Connaissez-vous la couleur préférée de vos enfants ? Tout juste, pour certains, et j’en suis. Les fracas-tracas quotidiens, la quête professionnelle et l’emprise des écrans éloignent de cette question pourtant profonde, essentielle et signifiante. Connaissez-vous leur livre de chevet ? Leur matière scolaire de prédilection ? Celle qu’ils abhorrent ? Là où ils ont fait leur premier pas ? Leur 2ème prénom ? Le tout premier métier qu’ils ont voulu exercer, avant de changer d’avis – car ils changent tous d’avis, à croire qu’ils se passent le mot – à 10-12 ans ?

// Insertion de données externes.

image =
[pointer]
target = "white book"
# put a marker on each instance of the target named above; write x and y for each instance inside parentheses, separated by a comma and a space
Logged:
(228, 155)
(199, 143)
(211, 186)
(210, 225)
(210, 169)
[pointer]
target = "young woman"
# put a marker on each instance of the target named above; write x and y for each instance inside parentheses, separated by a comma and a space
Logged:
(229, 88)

Voilà qui touche à l’intime. Des instants de grâce, des confessions volées, un dialogue rompu puis restauré, un regard sans geste, un geste sans mot. Il n’y a pas de mode d’emploi. On n’est pas tous égaux. Certains parents tiennent des carnets de souvenirs, noircis de ces phrases enfantines qui émeuvent aux larmes. Stockent et sauvegardent des centaines de photos et des heures de films. Méthodologie remarquable, signe de patience et de passion bien ordonnée. Les photos de nos parents ont jauni dans le grenier de la maison de campagne. Celles de nos enfants sont dans le cloud, lovées dans des data center énergivores et anonymes.

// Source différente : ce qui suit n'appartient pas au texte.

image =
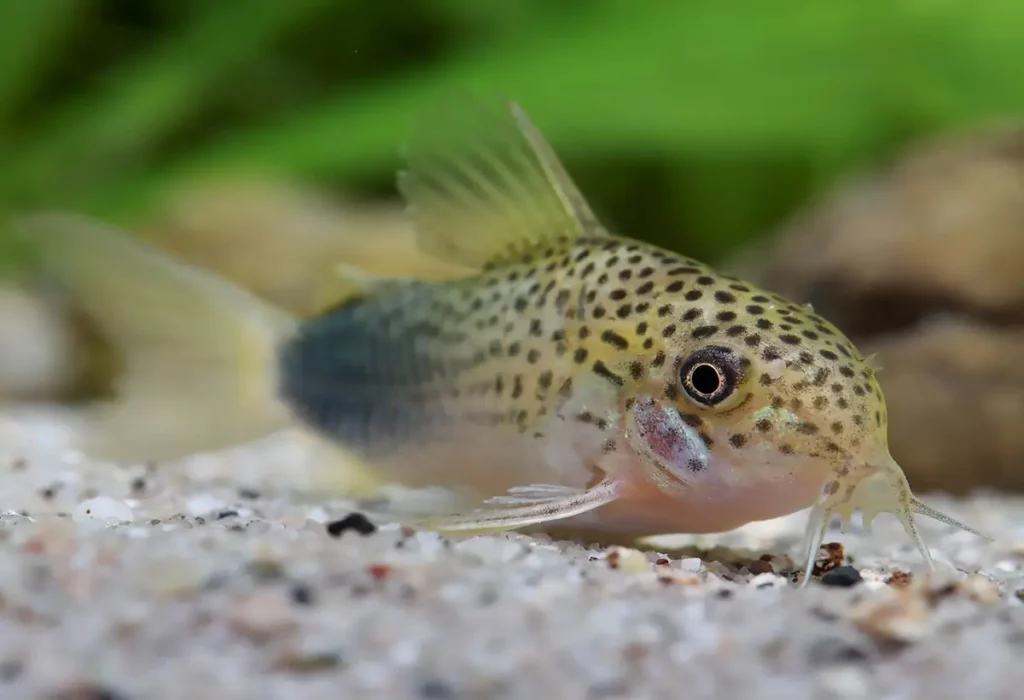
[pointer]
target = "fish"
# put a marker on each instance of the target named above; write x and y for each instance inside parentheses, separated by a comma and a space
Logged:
(572, 378)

D’autres parents, un brin brouillons, n’ont pas le temps, ou, plutôt, préfèrent fuir, pas toujours à l’aise dans ce premier cercle. Alors, comme à leur habitude, ils feintent. Ils disent garder au cœur de leur mémoire un sourire de vacances ou de sortie de classe, une phrase lourde de vérité. Les plus habiles évoqueront ces matins d’école où il faut attendre, avant de partir, que l’enfant se retourne une deuxième fois dans la cour et qu’il jette, dans leur direction et à travers les cris, le signe d’un second au revoir, lequel vaut cent fois plus que le premier et le complète à merveille.

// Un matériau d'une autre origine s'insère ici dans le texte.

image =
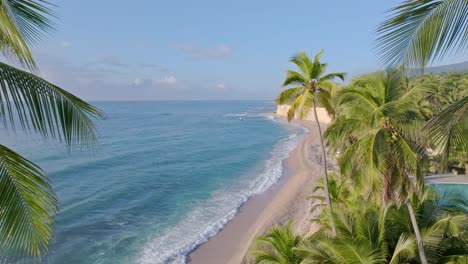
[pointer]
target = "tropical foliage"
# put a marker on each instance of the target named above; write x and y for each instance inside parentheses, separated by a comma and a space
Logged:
(386, 126)
(311, 85)
(277, 246)
(419, 32)
(33, 105)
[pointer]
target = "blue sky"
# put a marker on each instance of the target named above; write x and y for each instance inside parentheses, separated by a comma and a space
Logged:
(206, 49)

Ces parents-là n’ont pas des âmes d’organisateurs, mais peuvent penser, sans note de rappel, à prendre un cliché du petit, une fois l’an, au même endroit, avec la même lumière d’automne. Ça fera une belle fresque pour ses 18 ans.

Pas de mode d’emploi, et, pour tous, beaucoup d’erreurs, petites et grandes. Une chose est sûre, et elle vaut conclusion : les enfants, eux, savent sans hésitation nos couleurs préférées.